After years of publisher troubles, WET is finally about to see its release on September 15. The stylishly blood laden game by A2M has released a demo and I had a chance to check out the work-in-progress.
Right from the title screen, WET boasts a heavy emphasis on style and presentation. The overall feel is a 70’s action movie flick complete with a film grain filter. Effectively, WET’s aesthetic execution remarks the game as eccentric and over the top. At its best, WET can compare to a Quentin Tarantino directed movie; its nature is reminiscent of Kill Bill.
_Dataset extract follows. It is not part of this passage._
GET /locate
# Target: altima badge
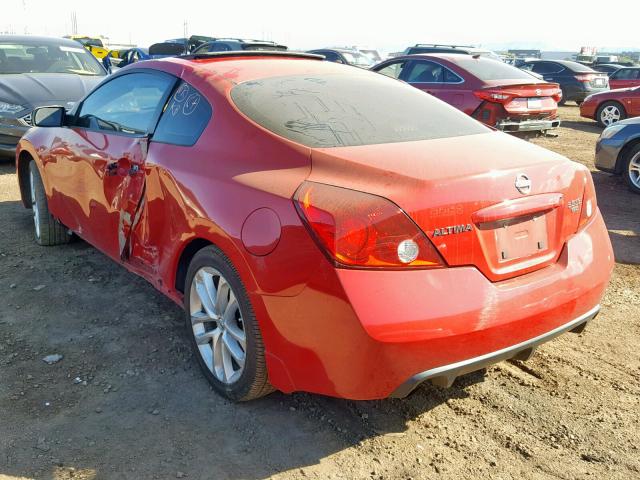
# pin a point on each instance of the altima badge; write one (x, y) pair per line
(523, 184)
(439, 232)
The main protagonist, Rubi, is a wetwork assassin seeking to dispatch justice on her targets. She is deliciously masterful in her acrobatic style, allowing her to contort her body in various ways to eliminate her enemies. Complementing this arsenal of tricks, Rubi excels in running up walls, dropping down head first from ladders, and other impossible feats.
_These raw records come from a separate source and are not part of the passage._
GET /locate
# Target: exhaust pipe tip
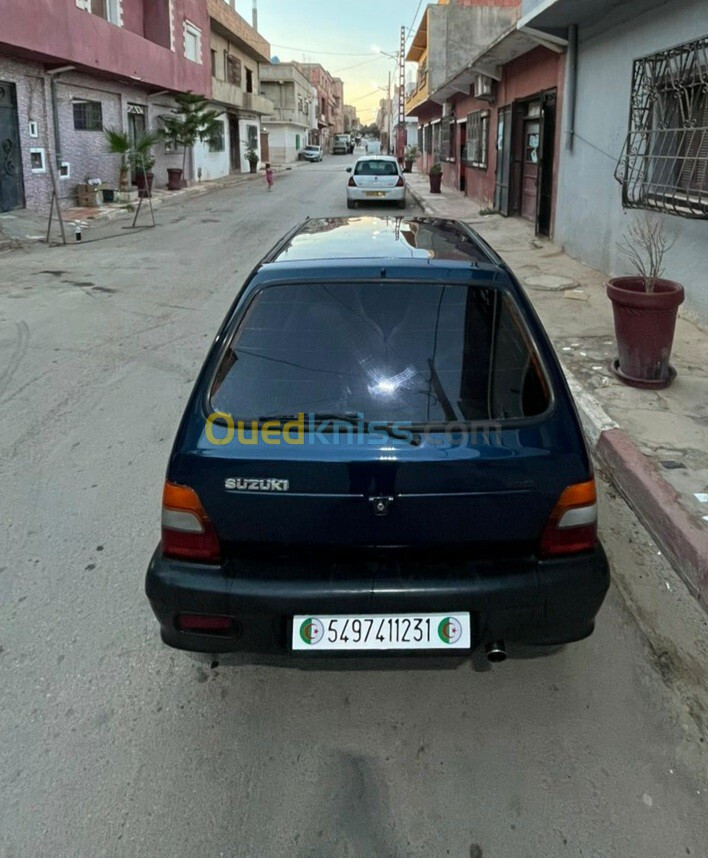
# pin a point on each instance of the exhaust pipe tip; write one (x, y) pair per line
(496, 652)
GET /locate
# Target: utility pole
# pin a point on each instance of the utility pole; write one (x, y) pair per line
(401, 130)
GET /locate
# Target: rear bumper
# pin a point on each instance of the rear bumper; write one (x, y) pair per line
(389, 194)
(545, 602)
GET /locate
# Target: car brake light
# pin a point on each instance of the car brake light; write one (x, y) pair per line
(572, 526)
(187, 532)
(204, 623)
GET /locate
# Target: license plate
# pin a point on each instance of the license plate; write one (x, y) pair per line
(381, 632)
At the gameplay’s forefront, combat is a combination of shooter, melee, and platform elements interwoven into one seemingly fluid chain. The game is played in a third person perspective; however the actual shooter aspect places the player in a slow-motion bullet time sequence. From there on, you can pan the camera whilst firing at multiple enemies. The incentive of doing this is to gain a high number score through racking up combos and obtaining multipliers. There’s inherently a lot of wanton killing involved as explored with WET’s Rubi Vision. The screen turns into an eye glazed red and your objective is to cut through massive waves of enemies to progress to the end. It’s certainly a nice change of pace if you want to engage in simple and mindless decapitations.
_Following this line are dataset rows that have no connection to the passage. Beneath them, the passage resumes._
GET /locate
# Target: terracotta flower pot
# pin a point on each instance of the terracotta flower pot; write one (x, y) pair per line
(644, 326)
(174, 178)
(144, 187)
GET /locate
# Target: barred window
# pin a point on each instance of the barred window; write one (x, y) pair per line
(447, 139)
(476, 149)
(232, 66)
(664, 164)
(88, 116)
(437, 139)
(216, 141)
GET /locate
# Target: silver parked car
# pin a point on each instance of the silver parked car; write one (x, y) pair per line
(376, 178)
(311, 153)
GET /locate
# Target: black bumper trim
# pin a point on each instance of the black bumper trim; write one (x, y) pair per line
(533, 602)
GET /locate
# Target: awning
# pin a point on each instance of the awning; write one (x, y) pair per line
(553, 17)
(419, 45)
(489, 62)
WET is very linear and scripted in its pacing but that’s not necessarily bad. The story progresses as you move along each level. However, the game also switches into a free form sandbox mode and you will have to complete a certain objective within a confined playground. The game provides plenty of quicktime events during tense and climatic moments of the story such as a car chase sequence.
If anything, WET has its own brand of style and flavor. The cynic in me is wary of the controls and an uneasy lack of depth due its linear nature but the optimist in me is too blind sighted at the fact that a strangely attractive estrogen filled assassin can inflict a glorious amount of brutality on her victims.